Die Nägel sind noch ohne Köpfe
Die Landesregierung nennt konkrete Budgetzahlen, will ihre Pläne aber erst in den nächsten Tagen verraten.

Foto © Jürgen Fuchs
Geplant war es anders: Erst kommende Woche wollten Franz Voves und Hermann Schützenhöfer ihr großes Sparpaket öffentlich vorstellen. Doch die Mutmaßungen über darin enthaltene Grauslichkeiten wurden zuletzt immer heftiger, es "begann zu tröpfeln", wie Schützenhöfer sagt. Das Wochenende hätte man wohl nicht mehr durchgestanden.
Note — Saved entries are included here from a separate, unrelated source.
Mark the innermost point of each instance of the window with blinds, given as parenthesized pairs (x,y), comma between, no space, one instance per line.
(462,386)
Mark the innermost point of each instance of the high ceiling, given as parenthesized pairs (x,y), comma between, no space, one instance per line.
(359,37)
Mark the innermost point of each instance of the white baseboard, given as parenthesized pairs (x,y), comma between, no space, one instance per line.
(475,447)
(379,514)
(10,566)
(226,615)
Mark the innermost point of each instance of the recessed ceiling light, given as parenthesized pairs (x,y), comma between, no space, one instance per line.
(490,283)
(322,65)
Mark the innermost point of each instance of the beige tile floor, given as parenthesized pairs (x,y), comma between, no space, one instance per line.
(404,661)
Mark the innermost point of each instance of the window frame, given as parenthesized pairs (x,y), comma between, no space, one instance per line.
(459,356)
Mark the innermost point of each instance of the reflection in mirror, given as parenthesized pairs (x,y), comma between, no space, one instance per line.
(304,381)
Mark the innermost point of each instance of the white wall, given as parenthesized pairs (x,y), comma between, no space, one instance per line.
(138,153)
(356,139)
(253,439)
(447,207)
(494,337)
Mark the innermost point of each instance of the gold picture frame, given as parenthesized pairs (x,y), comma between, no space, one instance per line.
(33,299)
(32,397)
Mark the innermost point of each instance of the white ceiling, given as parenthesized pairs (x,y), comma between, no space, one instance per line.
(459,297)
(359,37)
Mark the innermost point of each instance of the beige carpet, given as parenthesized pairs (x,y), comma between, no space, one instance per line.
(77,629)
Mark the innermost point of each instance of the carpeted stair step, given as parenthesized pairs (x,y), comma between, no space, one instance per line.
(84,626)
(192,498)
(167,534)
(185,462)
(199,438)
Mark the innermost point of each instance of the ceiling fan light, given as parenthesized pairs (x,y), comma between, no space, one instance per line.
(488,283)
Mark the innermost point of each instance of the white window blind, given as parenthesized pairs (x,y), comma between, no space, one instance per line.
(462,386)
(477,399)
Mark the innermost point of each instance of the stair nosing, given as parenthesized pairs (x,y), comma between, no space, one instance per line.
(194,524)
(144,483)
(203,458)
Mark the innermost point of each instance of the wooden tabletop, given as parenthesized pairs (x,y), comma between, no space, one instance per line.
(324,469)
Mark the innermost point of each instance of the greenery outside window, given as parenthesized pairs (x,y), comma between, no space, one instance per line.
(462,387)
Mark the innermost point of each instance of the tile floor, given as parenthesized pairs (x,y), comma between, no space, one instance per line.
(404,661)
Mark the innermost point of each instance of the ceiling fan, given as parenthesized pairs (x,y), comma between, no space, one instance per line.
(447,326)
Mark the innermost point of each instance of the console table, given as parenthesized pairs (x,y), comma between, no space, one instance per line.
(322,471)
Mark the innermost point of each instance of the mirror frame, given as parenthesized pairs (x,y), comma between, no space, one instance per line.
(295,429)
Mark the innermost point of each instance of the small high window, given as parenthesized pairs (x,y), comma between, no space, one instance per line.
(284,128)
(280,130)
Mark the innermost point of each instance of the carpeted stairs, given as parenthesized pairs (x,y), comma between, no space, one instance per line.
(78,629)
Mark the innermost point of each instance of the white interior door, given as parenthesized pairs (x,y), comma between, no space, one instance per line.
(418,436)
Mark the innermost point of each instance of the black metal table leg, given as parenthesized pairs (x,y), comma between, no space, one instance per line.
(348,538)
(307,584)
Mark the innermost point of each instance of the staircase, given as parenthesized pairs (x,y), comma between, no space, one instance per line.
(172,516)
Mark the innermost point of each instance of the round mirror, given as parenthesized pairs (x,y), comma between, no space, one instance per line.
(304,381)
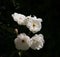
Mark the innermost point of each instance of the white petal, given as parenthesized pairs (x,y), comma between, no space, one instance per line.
(33,24)
(22,42)
(19,18)
(37,42)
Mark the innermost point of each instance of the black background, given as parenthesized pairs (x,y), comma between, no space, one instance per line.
(48,10)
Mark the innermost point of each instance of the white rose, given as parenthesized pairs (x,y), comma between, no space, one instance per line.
(37,41)
(22,42)
(19,18)
(33,24)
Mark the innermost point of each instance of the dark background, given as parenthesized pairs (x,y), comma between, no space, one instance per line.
(48,10)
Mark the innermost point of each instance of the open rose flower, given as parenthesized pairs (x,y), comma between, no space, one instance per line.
(37,41)
(22,42)
(33,24)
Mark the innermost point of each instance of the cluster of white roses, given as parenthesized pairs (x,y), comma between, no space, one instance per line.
(24,42)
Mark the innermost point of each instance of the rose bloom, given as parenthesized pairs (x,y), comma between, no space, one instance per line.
(33,23)
(37,41)
(19,18)
(22,42)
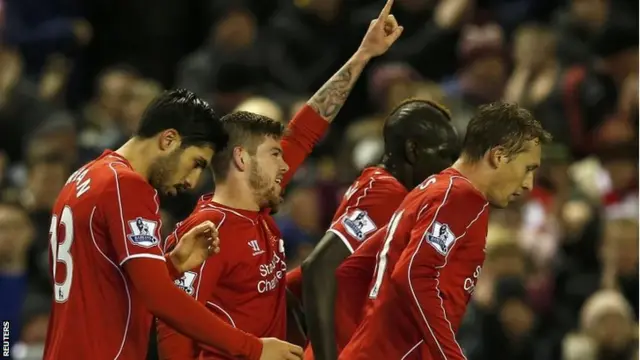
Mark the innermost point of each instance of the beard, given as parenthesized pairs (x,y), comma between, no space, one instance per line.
(264,189)
(161,171)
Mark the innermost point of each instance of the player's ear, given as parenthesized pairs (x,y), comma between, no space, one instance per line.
(497,157)
(239,158)
(169,140)
(410,152)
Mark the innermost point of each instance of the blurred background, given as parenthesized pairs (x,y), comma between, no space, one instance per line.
(561,276)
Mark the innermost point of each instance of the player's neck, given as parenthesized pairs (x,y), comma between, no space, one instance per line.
(235,193)
(476,173)
(136,152)
(397,171)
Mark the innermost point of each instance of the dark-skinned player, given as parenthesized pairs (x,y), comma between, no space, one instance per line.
(419,141)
Also entschloss sich die Politik zur raschen Vorwärtsflucht aus der Gerüchteküche.
Zitiert
Die Politik hat zugelassen, dass wir zu viel Speck angesetzt haben.
Franz Voves, SP-Landeshauptmann
Dieses Budget ist seit Jahrzehnten der erste Versuch, strukturell etwas zu ändern.
Hermann Schützenhöfer, ÖVP-Landeshauptmann-Stellvertreter
Ich hätte mir diesen Ehrgeiz schon in der Vergangenheit gewünscht.
Christian Buchmann, ÖVP-Wirtschaftslandesrat
Es gibt keine zusätzlichen Abgaben, auch die Gebühren werden nicht erhöht.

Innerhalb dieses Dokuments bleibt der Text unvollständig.